Distributed Writes with dask#
You can use Icechunk in conjunction with Xarray and Dask to perform large-scale distributed writes from a multi-node cluster. However, because of how Icechunk works, it's not possible to use the existing Dask.Array.to_zarr or Xarray.Dataset.to_zarr functions with either the Dask multiprocessing or distributed schedulers. (It is fine with the multithreaded scheduler.)
Instead, Icechunk provides its own specialized functions to make distributed writes with Dask and Xarray. This page explains how to use these specialized functions.
Start with an icechunk store and dask arrays.
import icechunk
import tempfile
# initialize the icechunk store
storage = icechunk.local_filesystem_storage(tempfile.TemporaryDirectory().name)
repo = icechunk.Repository.create(storage)
session = repo.writable_session("main")
Icechunk + Dask#
Use icechunk.dask.store_dask to write a Dask array to an Icechunk store. The API follows that of dask.array.store without support for the compute kwarg.
First create a dask array to write:
import dask.array as da
shape = (100, 100)
dask_chunks = (20, 20)
dask_array = da.random.random(shape, chunks=dask_chunks)

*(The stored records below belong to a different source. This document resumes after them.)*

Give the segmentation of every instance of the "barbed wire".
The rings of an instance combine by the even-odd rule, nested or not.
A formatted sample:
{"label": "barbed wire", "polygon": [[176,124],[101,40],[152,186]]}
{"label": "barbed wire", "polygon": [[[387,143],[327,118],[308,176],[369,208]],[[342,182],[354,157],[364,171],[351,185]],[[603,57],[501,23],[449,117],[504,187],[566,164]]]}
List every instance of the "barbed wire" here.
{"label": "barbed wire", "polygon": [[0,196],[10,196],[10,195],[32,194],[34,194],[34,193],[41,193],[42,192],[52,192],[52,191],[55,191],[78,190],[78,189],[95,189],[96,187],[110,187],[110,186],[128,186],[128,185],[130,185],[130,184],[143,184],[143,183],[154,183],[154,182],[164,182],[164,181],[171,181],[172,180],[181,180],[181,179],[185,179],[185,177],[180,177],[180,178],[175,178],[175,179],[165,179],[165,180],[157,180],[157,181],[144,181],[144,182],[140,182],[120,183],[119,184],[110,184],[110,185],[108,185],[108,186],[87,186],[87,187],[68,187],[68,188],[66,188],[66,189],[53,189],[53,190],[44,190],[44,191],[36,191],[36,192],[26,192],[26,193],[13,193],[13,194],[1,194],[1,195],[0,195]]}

Now create the Zarr array you will write to.
import zarr
zarr_chunks = (10, 10)
group = zarr.group(store=session.store, overwrite=True)
zarray = group.create_array(
"array",
shape=shape,
chunks=zarr_chunks,
dtype="f8",
fill_value=float("nan"),
)
session.commit("initialize array")
First remember to fork the session before re-opening the Zarr array. store_dask will merge all the remote write sessions on the cluster before returning back a single merged ForkSession.
import icechunk.dask
session = repo.writable_session("main")
fork = session.fork()
zarray = zarr.open_array(fork.store, path="array")
remote_session = icechunk.dask.store_dask(
sources=[dask_array],
targets=[zarray]
)
Finally commit your changes!
PWC6XCS9HR4AXJV1BAH0
Icechunk + Dask + Xarray#
The icechunk.xarray.to_icechunk is functionally identical to Xarray's Dataset.to_zarr, including many of the same keyword arguments. Notably the compute kwarg is not supported. Now roundtrip an xarray dataset
import distributed
import icechunk.xarray
import xarray as xr
client = distributed.Client()
session = repo.writable_session("main")
dataset = xr.tutorial.open_dataset(
"rasm",
chunks={"time": 1}).isel(time=slice(24)
)
# `to_icechunk` takes care of handling the forking
icechunk.xarray.to_icechunk(dataset, session, mode="w")
# remember you must commit before executing a distributed read.
print(session.commit("wrote an Xarray dataset!"))
roundtripped = xr.open_zarr(session.store, consolidated=False)
print(dataset.identical(roundtripped))